My first job of the summer i got because of my cousin Erin and it was definitely a good experience, i got to know her better and be friends with her which is really good now because it gives me a new friend here in rexburg to have someone to talk to and spend time with, family is great =)
the job itself was a blast...see punny =) it was a ton of fun and i worked with some characters
i was in olympia all but weekends and that put some stress on friendships but oddly enough that was the week that mara and i reconnected and i had one of my best friends back in my life and it was so good,to have someone there in my life to listen and just be a friend,it had been a while since i had a no stress relationship with a friend not worried about if they were pissed or if they liked me or if they were using me just knowing that we both cared about each others problems and were there for each other.

Airport.
One day at church james told me about a job he had at the airport so i looked into it got the papers together and got my interview. got the job on the spot and hoooorah i had a job close to home starting the following monday.
it was work it killed my life but it was good i loved it. the management could be stressfull but it was nice. the downside was that i was going to miss my family reunion
So training begins and it sucks sitting in a classroom all day annnnnd then we get to the end of the week and  mom and dad had left already i had no idea if i would be at work the next week and was living each day expecting a phone call telling me the next day was my first day of work.
that went on till wednesday or thursday. then i got a call telling me i didnt have work till monday. frustrating.
but all in all while im frustrated and sad that i didnt get to be with my family it was an amazing week and it was the week that made the rest of my summer acceptable.
i got to spend time with all my friends i got to go run i got to have fun and relax and be happy. it was a nice change. one week of peace and happy in the midst of being too busy to breathe.
my favorite nights by far were the first with mara when we got to go to the movies and then walk around for a bit at the lake just talking about life and everything then the second night lol freaking awesome i havnt gotten to spend time with brendan in freaking forever and both of us were always too busy but i pretty much go back from mutual and spent the night watching movies and doing stupid guy things like the 12 can challenge it was just good and fun to have my best friend back and really reconnect for real after so many years of being friends. i feel like since sophomore year weve only really gotten to be around each other a few times every year. and this was good because we both knew with our jobs and me leaving for school that we wouldnt get very much time before my mission.
so that was my week of relaxing,movies and friends.soccer games.
and then work started. the airport was an excellent experience hard work, freaking hard work but i loved it. it was fun and i had a mostly good experience once i got over my cold half way through. freaking got a cold and swapped crews at the same time so i was useless and grouchy when i got pulled from a group of guys that i got along with really well.
fast forward.end of the summer.friends leaving college approaching work over.
wisdom teeth out.

College.

as i said this was the summer.this was it.

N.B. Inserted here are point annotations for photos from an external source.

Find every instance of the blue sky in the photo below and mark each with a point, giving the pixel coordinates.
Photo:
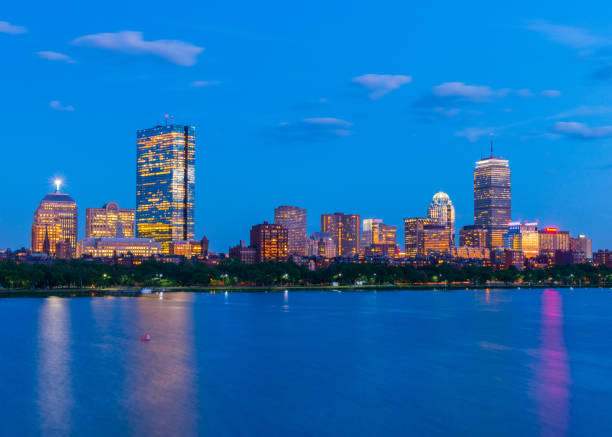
(332, 106)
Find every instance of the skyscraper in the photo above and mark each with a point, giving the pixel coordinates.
(165, 183)
(55, 224)
(492, 198)
(109, 222)
(270, 242)
(344, 230)
(441, 209)
(293, 219)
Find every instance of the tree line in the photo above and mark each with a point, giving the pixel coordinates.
(80, 274)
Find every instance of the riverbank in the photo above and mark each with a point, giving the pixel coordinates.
(134, 292)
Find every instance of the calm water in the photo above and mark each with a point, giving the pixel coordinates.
(424, 363)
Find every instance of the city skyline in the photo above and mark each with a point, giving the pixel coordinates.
(315, 113)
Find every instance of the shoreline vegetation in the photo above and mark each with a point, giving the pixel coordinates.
(85, 278)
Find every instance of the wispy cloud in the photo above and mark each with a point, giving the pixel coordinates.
(581, 131)
(202, 83)
(57, 105)
(381, 84)
(310, 130)
(55, 56)
(6, 27)
(575, 37)
(551, 94)
(132, 42)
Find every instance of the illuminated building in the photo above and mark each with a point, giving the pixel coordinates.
(582, 244)
(165, 183)
(270, 242)
(523, 237)
(424, 237)
(492, 198)
(293, 219)
(344, 230)
(55, 221)
(376, 232)
(441, 209)
(473, 236)
(114, 247)
(552, 240)
(109, 222)
(243, 253)
(321, 244)
(189, 249)
(603, 257)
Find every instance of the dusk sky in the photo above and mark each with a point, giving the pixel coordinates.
(358, 107)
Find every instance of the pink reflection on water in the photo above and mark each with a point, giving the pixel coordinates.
(552, 373)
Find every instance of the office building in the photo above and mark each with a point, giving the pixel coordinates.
(442, 210)
(425, 237)
(523, 237)
(344, 230)
(492, 198)
(55, 222)
(321, 244)
(270, 242)
(117, 247)
(165, 183)
(582, 244)
(473, 236)
(293, 219)
(110, 221)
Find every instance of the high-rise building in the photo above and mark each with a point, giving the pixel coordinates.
(376, 232)
(344, 230)
(523, 237)
(321, 244)
(473, 236)
(270, 242)
(441, 209)
(553, 240)
(582, 244)
(492, 198)
(165, 183)
(109, 222)
(293, 219)
(424, 237)
(55, 222)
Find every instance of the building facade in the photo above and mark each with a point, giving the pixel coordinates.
(293, 219)
(270, 242)
(55, 222)
(441, 209)
(344, 230)
(110, 221)
(115, 247)
(492, 198)
(424, 236)
(165, 184)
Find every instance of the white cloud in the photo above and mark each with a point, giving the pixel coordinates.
(56, 104)
(570, 36)
(381, 84)
(553, 94)
(6, 27)
(55, 56)
(132, 42)
(473, 93)
(201, 83)
(581, 131)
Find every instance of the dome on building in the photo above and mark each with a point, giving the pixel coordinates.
(441, 197)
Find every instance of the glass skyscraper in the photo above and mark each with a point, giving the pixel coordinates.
(492, 198)
(165, 183)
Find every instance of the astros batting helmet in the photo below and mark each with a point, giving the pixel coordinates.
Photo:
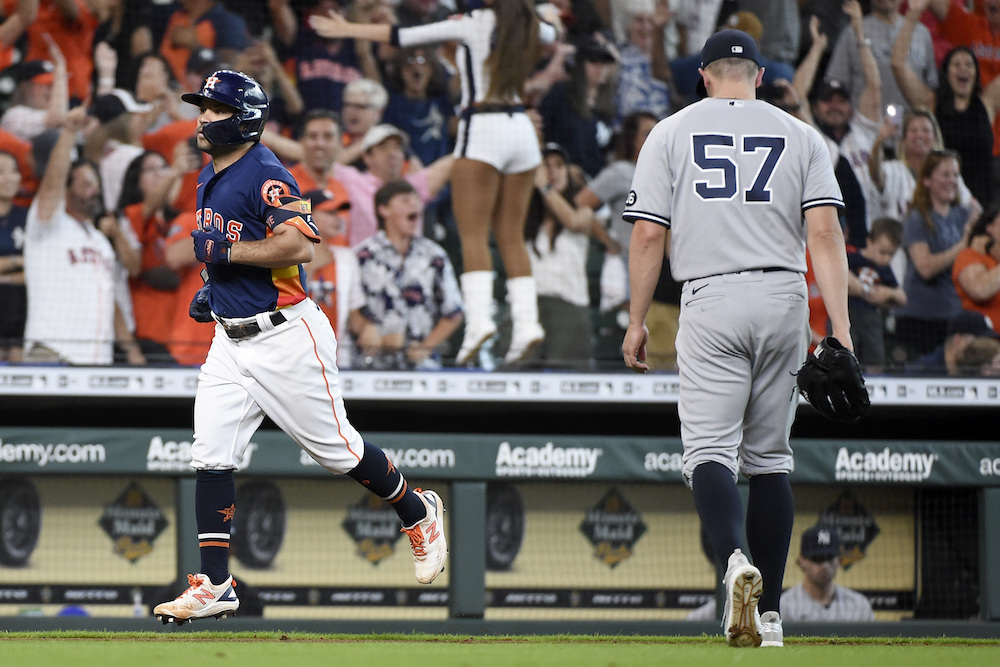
(244, 96)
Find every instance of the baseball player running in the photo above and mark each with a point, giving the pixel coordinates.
(728, 180)
(274, 351)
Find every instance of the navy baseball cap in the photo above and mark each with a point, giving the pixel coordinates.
(729, 44)
(820, 541)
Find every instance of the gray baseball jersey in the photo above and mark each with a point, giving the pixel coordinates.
(701, 160)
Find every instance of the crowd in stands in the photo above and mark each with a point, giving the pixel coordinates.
(98, 170)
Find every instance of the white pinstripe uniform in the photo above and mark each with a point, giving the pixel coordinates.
(504, 139)
(846, 605)
(731, 179)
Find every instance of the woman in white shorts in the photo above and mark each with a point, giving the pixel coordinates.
(497, 152)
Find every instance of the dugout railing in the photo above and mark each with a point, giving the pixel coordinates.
(607, 541)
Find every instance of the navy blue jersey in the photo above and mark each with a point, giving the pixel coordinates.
(870, 274)
(246, 201)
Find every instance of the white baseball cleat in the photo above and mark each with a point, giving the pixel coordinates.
(427, 539)
(771, 633)
(744, 586)
(202, 599)
(523, 340)
(475, 337)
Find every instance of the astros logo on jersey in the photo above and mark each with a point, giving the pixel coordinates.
(273, 190)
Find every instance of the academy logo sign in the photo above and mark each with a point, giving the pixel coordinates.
(546, 461)
(374, 527)
(884, 466)
(133, 522)
(613, 527)
(172, 456)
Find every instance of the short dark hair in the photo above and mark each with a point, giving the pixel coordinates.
(79, 164)
(386, 193)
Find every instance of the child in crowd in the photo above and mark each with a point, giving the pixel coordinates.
(873, 290)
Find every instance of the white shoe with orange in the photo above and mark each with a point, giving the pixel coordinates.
(202, 599)
(427, 541)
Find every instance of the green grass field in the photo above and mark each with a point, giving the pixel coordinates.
(79, 649)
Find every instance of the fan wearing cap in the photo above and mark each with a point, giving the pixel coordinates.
(497, 153)
(41, 98)
(723, 186)
(71, 254)
(72, 25)
(818, 598)
(384, 155)
(849, 131)
(579, 113)
(334, 276)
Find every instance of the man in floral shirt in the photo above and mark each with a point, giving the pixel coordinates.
(409, 283)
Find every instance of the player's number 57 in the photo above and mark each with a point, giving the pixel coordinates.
(758, 192)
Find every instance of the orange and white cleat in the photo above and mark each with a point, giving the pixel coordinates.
(202, 599)
(430, 549)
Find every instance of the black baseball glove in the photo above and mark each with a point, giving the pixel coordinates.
(199, 310)
(831, 381)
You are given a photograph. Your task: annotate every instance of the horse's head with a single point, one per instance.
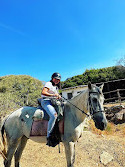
(96, 100)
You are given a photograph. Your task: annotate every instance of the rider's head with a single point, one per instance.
(56, 77)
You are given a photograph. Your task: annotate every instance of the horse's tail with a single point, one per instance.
(3, 141)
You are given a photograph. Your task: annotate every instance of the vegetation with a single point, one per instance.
(96, 76)
(21, 90)
(17, 91)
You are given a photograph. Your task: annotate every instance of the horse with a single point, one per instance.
(15, 129)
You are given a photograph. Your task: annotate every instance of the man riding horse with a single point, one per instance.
(50, 90)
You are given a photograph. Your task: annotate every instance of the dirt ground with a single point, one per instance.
(88, 151)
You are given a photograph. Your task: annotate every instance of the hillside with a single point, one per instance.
(17, 91)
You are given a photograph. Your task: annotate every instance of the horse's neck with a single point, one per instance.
(80, 101)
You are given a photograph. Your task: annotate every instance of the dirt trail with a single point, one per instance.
(88, 151)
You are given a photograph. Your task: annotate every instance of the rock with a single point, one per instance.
(105, 158)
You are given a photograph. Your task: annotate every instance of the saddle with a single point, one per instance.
(40, 123)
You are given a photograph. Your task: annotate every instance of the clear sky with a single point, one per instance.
(40, 37)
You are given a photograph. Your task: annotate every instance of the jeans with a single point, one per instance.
(47, 106)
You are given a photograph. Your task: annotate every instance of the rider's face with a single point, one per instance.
(56, 81)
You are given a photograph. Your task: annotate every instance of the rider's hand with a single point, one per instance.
(57, 96)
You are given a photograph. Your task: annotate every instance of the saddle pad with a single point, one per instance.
(39, 128)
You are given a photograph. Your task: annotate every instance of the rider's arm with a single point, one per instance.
(45, 92)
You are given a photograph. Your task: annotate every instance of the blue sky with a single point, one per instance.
(40, 37)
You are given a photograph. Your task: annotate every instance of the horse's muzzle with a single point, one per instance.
(100, 121)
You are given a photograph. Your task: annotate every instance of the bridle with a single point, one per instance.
(91, 105)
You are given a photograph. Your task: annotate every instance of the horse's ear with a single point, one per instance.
(89, 85)
(101, 87)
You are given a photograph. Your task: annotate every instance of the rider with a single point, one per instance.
(50, 90)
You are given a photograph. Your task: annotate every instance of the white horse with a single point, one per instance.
(17, 128)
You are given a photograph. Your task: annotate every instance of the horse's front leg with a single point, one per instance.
(19, 150)
(70, 153)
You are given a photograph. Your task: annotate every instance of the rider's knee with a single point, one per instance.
(55, 115)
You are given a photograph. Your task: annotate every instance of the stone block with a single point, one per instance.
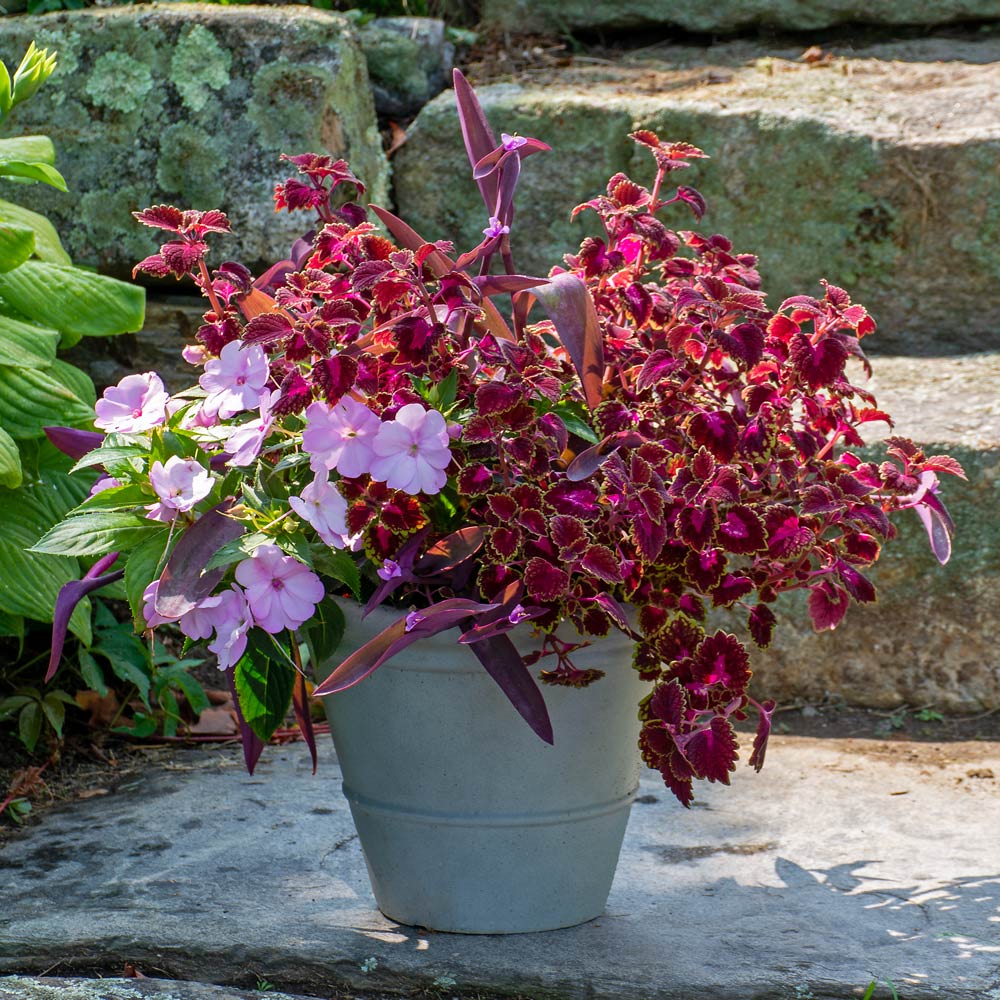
(191, 104)
(879, 170)
(584, 16)
(409, 62)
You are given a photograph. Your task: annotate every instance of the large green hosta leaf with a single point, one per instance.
(29, 582)
(25, 345)
(27, 148)
(31, 399)
(10, 462)
(76, 303)
(17, 244)
(48, 246)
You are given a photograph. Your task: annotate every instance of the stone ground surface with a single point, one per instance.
(843, 861)
(876, 168)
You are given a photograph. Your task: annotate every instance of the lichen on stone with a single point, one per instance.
(199, 65)
(119, 82)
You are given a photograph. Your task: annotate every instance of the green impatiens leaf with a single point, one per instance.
(95, 534)
(10, 461)
(264, 688)
(48, 246)
(31, 399)
(76, 303)
(17, 244)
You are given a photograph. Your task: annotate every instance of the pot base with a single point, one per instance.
(491, 874)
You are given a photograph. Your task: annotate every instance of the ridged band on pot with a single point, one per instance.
(468, 821)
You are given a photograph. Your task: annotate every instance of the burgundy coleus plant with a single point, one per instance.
(662, 444)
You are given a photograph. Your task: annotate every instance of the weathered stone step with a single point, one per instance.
(931, 637)
(879, 170)
(588, 16)
(191, 104)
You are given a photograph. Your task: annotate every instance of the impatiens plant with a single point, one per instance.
(368, 421)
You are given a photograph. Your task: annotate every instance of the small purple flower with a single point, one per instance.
(138, 403)
(235, 379)
(281, 591)
(495, 228)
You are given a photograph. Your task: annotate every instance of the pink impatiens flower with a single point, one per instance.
(340, 437)
(245, 442)
(235, 379)
(138, 403)
(411, 451)
(325, 509)
(281, 591)
(180, 484)
(226, 614)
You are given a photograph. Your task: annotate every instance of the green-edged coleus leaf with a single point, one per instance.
(96, 533)
(26, 345)
(30, 582)
(48, 246)
(31, 399)
(263, 685)
(10, 462)
(77, 303)
(17, 244)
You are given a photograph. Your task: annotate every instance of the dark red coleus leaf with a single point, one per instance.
(334, 377)
(712, 752)
(715, 431)
(544, 581)
(821, 364)
(761, 624)
(827, 605)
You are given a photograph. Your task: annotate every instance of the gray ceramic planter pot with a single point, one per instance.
(468, 821)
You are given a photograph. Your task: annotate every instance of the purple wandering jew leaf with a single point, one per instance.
(72, 442)
(588, 462)
(938, 525)
(183, 583)
(69, 596)
(500, 284)
(568, 303)
(253, 746)
(477, 134)
(504, 664)
(504, 209)
(397, 637)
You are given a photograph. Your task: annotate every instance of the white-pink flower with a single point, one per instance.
(281, 591)
(138, 403)
(228, 616)
(244, 444)
(325, 509)
(340, 437)
(149, 612)
(411, 451)
(235, 379)
(180, 484)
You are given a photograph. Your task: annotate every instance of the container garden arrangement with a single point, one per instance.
(463, 509)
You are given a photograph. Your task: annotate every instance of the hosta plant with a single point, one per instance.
(379, 418)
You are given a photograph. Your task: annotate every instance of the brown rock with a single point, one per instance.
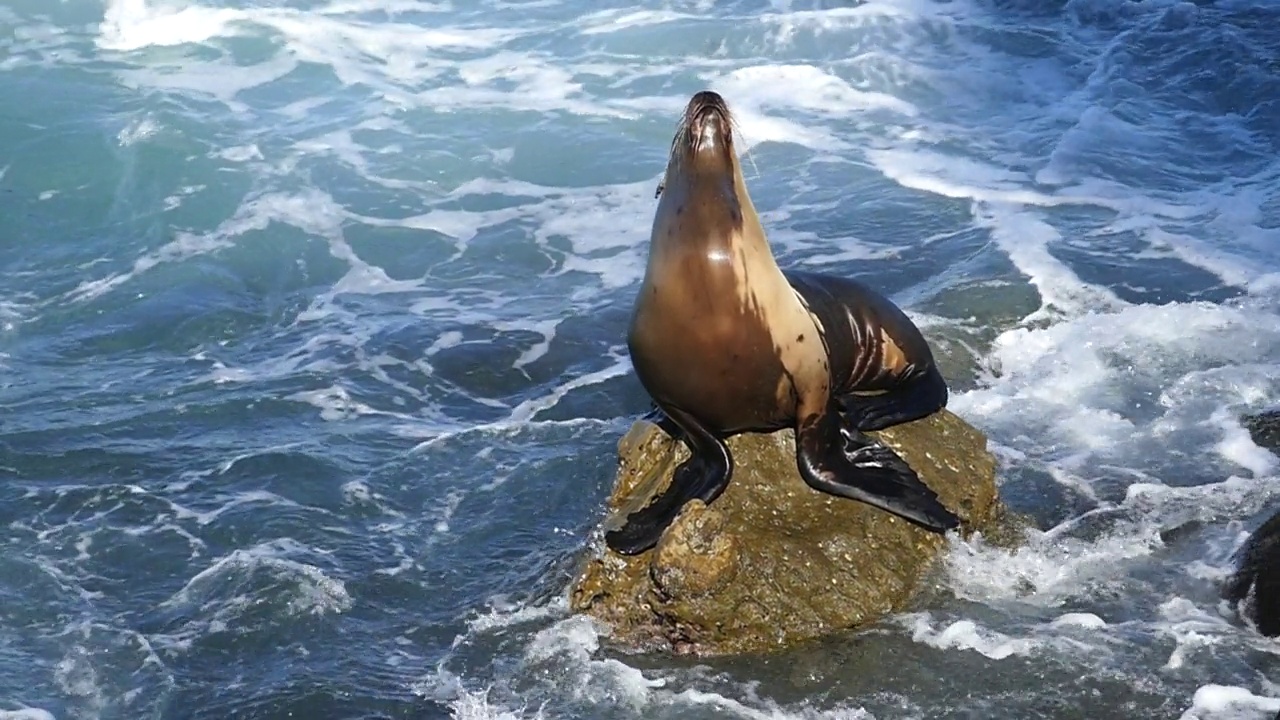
(772, 561)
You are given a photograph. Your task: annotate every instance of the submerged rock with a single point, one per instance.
(772, 561)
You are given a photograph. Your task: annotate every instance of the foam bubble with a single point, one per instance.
(1229, 702)
(965, 634)
(27, 714)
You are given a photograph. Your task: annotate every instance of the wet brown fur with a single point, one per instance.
(720, 332)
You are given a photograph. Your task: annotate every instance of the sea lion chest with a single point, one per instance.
(704, 338)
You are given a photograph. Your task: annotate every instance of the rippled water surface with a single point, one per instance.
(312, 342)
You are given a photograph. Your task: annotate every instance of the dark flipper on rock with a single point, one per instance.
(1256, 582)
(658, 418)
(703, 477)
(836, 459)
(915, 399)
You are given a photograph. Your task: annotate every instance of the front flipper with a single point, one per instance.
(917, 397)
(840, 460)
(666, 424)
(704, 477)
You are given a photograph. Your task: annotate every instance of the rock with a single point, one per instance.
(1265, 429)
(772, 561)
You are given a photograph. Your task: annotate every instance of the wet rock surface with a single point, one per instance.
(772, 563)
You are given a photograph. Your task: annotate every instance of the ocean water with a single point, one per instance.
(312, 342)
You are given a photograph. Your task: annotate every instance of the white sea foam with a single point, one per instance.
(27, 714)
(1229, 702)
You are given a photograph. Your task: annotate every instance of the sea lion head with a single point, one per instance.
(703, 185)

restart and let the adventure begin again.
graduation was the restart button and this summer was the kick start to the new beginning.

My life gets its second chance its new beginning.
restart and let the adventure begin again.

School.
My first stretch of life on my own, yes i depend on my parents and everything but im still on my own and having to deal with things myself and learn how to be my own person being responsible and making choices.
a whole new set of friends and situations.its going to be hard but all the same .
bring it on.its time to start this new adventure.
restart and let the adventure begin...I WILL SURVIVE!